Instantly, the control room became a maelstrom. Obermann and Jeremiah were swept aside by a roiling tsunami. Harman and Jenniver managed to avoid the initial surge. They backed against the glass, water swirling around their calves. I watched in fascination as the water level rose, overtopping the consoles. Some power conduit shorted out, filling the remaining air with smoke. A few heartbeats later, the lake water was up to the ceiling and Harman was swept away.

Jenniver resisted for a moment, hammering the glass with her fists in slow motion, to no avail. Ellen turned away. It was impossible to tell if the girl could see me through the murky water and inches-thick glass, but I imaged that she could.
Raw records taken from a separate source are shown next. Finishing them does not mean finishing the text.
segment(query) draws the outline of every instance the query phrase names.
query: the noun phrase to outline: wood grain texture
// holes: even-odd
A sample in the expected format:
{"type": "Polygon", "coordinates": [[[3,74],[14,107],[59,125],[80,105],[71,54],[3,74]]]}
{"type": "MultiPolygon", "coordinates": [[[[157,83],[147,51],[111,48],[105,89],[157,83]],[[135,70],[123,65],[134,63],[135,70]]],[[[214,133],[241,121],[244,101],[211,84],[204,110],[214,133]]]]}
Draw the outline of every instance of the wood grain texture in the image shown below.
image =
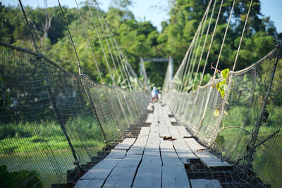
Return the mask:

I felt inside me, trying to find some sorrow, the result of the brief bond we’d had, but there was none.

Jenniver gasped then, drawing in water instead of air. Her panic was short-lived. She slowed and then the current tumbled her gracefully from sight, her long red hair coiling sensuously about her.

‘Look!’ cried Ellen. ‘It’s Harman.’ The current had brought the industrialist back into view. He was dead. His body cartwheeled in an eddy before one of his feet got stuck in the pipework, bringing his wanderings to a halt. His silver hair fluttered and danced, as though refusing to accept its owners fate.

‘Will you look at that,’ grinned Inigo. ‘Seems that swimming isn’t always good for your health.’

We saw other bodies too, Obermann and Jeremiah Curson, and several technicians. I frowned briefly, and then remembered how many more would have died today if we hadn’t done the right thing. Maddison couldn’t stop himself from staring up at the control room, which looked like a fish tank gone wrong. He was horrified. The way you’d look if your life’s work had been destroyed, twice.

‘You didn’t say that would happen!’ he moaned.

I patted him on the shoulder. ‘I didn’t know they’d open the door to the engine room, but for what it’s worth, I’m sorry. Anyway, it’s just a bit of water, Professor.’ I tried for a light tone. ‘You’ll see… Rigsby has a whole cupboard-full of fluffy towels we can use to mop this up.’